Trojan Horse scandal disruption 'may have hit exam grades of pupils'


There is a risk that the exam grades of pupils at schools at the centre of the Trojan Horse scandal may have been affected as a result of the disruption caused by the affair, it has been suggested.

Sir Mike Tomlinson, education commissioner for Birmingham, said there was undoubtedly an impact on the education of some children in the city.

He also said he had banned the term "Trojan Horse" amid concerns that it was having an impact on the morale of teachers.

The so-called Trojan Horse plot, which came to light in 2014, centred on an alleged move by a small group of hardline Muslims to seize control of a small number of Birmingham schools.

The allegations sparked investigations by several agencies including the Department for Education and Ofsted.

Sir Mike was appointed commissioner to work with Birmingham City Council and oversee improvements to education in the city.

Speaking at the Global Education and Skills Forum in Dubai, he said: "I've been talking to a lot of young people in the schools concerned; they are very, very ambitious for themselves. 

"Parents are ambitious for them. What they wanted was a good education. They didn't want all of what was happening around them. 

"That has undoubtedly disrupted the education and possible achievement of a number of young people coming into this year's examinations, sadly."

After the session, on combating extremism in inner city schools, Sir Mike said: "All I am saying there is a risk, that's all. Whether the risk materialises, we will know some time in the autumn."

Sir Mike also told delegates that there is no a very high proportion of outstanding and good schools in Birmingham, and that overall performance is above the national average.

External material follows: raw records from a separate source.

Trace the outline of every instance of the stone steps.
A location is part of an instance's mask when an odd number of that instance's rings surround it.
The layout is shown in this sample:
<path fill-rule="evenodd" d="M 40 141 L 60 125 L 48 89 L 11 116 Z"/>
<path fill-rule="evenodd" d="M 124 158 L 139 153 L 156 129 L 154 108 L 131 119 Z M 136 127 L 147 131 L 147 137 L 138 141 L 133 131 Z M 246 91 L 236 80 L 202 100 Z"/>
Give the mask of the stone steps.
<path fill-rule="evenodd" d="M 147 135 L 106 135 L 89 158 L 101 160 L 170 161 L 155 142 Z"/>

On why he has banned the term "Trojan Horse", Sir Mike said: "The term that was originally used about the letter is not in official use now. It has disappeared as a term, we refer more broadly to schools that are vulnerable."

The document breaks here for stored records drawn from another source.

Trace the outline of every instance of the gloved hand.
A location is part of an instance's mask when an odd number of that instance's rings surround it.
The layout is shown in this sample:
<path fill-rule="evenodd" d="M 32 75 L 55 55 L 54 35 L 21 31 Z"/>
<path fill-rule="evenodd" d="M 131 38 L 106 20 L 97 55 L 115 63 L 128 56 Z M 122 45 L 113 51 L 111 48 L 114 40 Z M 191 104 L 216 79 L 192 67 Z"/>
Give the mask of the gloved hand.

"It wasn't helpful to the schools, it wasn't helpful to the city. It's not used any more."

He added: "Some of the schools that were first of all caught up in that, it was ultimately proven that they weren't involved at all. 

"Secondly, without a doubt, that term was beginning to have an adverse impact on the morale of teachers in Birmingham and equally an impact on the recruitment of people to Birmingham. Not just to the schools but the authority itself."